Title: Pansies: A Spires Story
Author: Alexis Hall
Publisher: Riptide Publishing
Release Date: October 8, 2016
The Breakfast Octopus’ rating: A
Can the fully paid-up pansy make things right with the pink-tipped hipster?
A Spires Story
Alfie Bell is . . . fine. He’s got a six-figure salary, a penthouse in Canary Wharf, the car he swore he’d buy when he was eighteen, and a bunch of fancy London friends.
It’s rough, though, going back to South Shields now that they all know he’s a fully paid-up pansy. It’s the last place he’s expecting to pull. But Fen’s gorgeous, with his pink-tipped hair and hipster glasses, full of the sort of courage Alfie’s never had. It should be a one-night thing, but Alfie hasn’t met anyone like Fen before.
Spoiler (highlight to read):
[Except he has. At school, when Alfie was everything he was supposed to be, and Fen was the stubborn little gay boy who wouldn’t keep his head down. And now it’s a proper mess: Fen might have slept with Alfie, but he’ll probably never forgive him, and Fen’s got all this other stuff going on anyway, with his mam and her flower shop and the life he left down south.]
Alfie just wants to make it right. But how can he, when all they’ve got in common is the nowhere town they both ran away from.

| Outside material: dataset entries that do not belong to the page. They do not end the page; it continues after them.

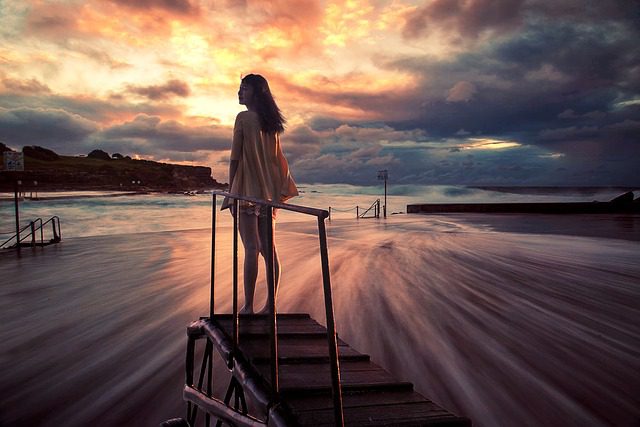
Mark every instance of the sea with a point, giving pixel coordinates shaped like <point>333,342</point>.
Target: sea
<point>509,320</point>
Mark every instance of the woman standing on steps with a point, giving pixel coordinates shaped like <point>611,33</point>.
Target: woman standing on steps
<point>257,168</point>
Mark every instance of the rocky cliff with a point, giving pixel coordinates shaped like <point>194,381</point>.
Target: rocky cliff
<point>56,172</point>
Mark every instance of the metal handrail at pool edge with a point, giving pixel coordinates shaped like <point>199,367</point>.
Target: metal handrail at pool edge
<point>57,234</point>
<point>332,341</point>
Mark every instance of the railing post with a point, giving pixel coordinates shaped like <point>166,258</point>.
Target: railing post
<point>236,216</point>
<point>53,226</point>
<point>213,253</point>
<point>33,234</point>
<point>336,388</point>
<point>271,300</point>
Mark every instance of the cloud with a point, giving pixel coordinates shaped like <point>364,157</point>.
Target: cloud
<point>468,18</point>
<point>179,7</point>
<point>51,128</point>
<point>24,86</point>
<point>173,87</point>
<point>151,135</point>
<point>461,92</point>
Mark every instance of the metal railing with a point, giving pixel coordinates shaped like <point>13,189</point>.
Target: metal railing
<point>332,340</point>
<point>375,206</point>
<point>376,210</point>
<point>33,226</point>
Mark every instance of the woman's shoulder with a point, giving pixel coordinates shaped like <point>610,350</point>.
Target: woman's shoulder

My favorite scene in Pansies came early into the book, when the two main characters first get together for a hot and somewhat confusing hookup. Author Alexis Hall does a marvelous job of keeping the tension just this side of unbearable, and when all is revealed, it’s perfectly poignant. And it stands up to a second (and third, and fourth) reading as well.
I loved the characters’ backstory and Fen and Alfie’s relationship, although I sympathized with Alfie’s wise friends when Alfie was being an idiot. Alfie had a bit of the “entitled manly bro” attitude at the beginning, though he through throughout the story. I loved seeing him work through his internalized homophobia and blockheadish ideas of what it means to be a man, and a gay man in particular. I cried when I read his painful conversation with his loving but ultimately un-accepting mom.
I loved Fen and his grief really got to me. I lost someone close to me earlier this year and Hall’s portrayal of that awful stuck feeling really resonated with me. I loved that Fen knew his own worth and wasn’t willing to put up with Alfie’s nonsense when it hurt him.
There’s so much to love in this book, but I don’t want to give away anything more. Just read it. You’ll love it.